In 1984, Warhol would move his remaining ventures, which no longer included filming, to a conventional office building at 22 East 33rd Street, to what is considered his final Factory location. His studio at 860 Broadway, meanwhile, would become home to designer and artist Stephen Sprouse's showroom. During this tail-end period of his career, Warhol would go on to create works such as his recently controversial portrait of Prince (Orange Prince, 1984), and his 1985 silkscreen portrait series of female monarchs called Reigning Queens. Warhol would unfortunately go on to pass away, however, rather unexpectedly on February 22nd, 1987 at the age of 58. According to news reports, Warhol had been recovering from gallbladder surgery at the New York Hospital and was fully expected to survive the simple operation, but shockingly died in his sleep from a sudden, post-operative irregular heartbeat.
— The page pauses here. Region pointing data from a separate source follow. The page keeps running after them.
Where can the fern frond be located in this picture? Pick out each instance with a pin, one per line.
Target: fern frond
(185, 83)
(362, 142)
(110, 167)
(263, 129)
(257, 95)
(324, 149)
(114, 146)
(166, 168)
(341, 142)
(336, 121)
With his untimely death came the nail in the coffin that would end Warhol’s series of Factories around the City. With Warhol now deceased, 22 East 33rd Street morphed into the home of The Andy Warhol Foundation for the Visual Arts, which would remain there until 1994 before moving to a new location on Bleecker Street, where it still stands today. The building which housed Warhol’s final Factory would go on to change hands numerous times and would house various office headquarters, restaurants, and luxury condos over the years but today no longer exists. Just like the building that housed Andy Warhol’s very first Factory location, it too was torn down in 2013. Thankfully, at least 860 Broadway is still standing tall, even if just as a haven for dog food and kitty litter. Warhol would have appreciated the irony—and who knows—were he still alive, we might have gotten some Purina Chow or Tidy Cats art pieces à la Brillo as a result.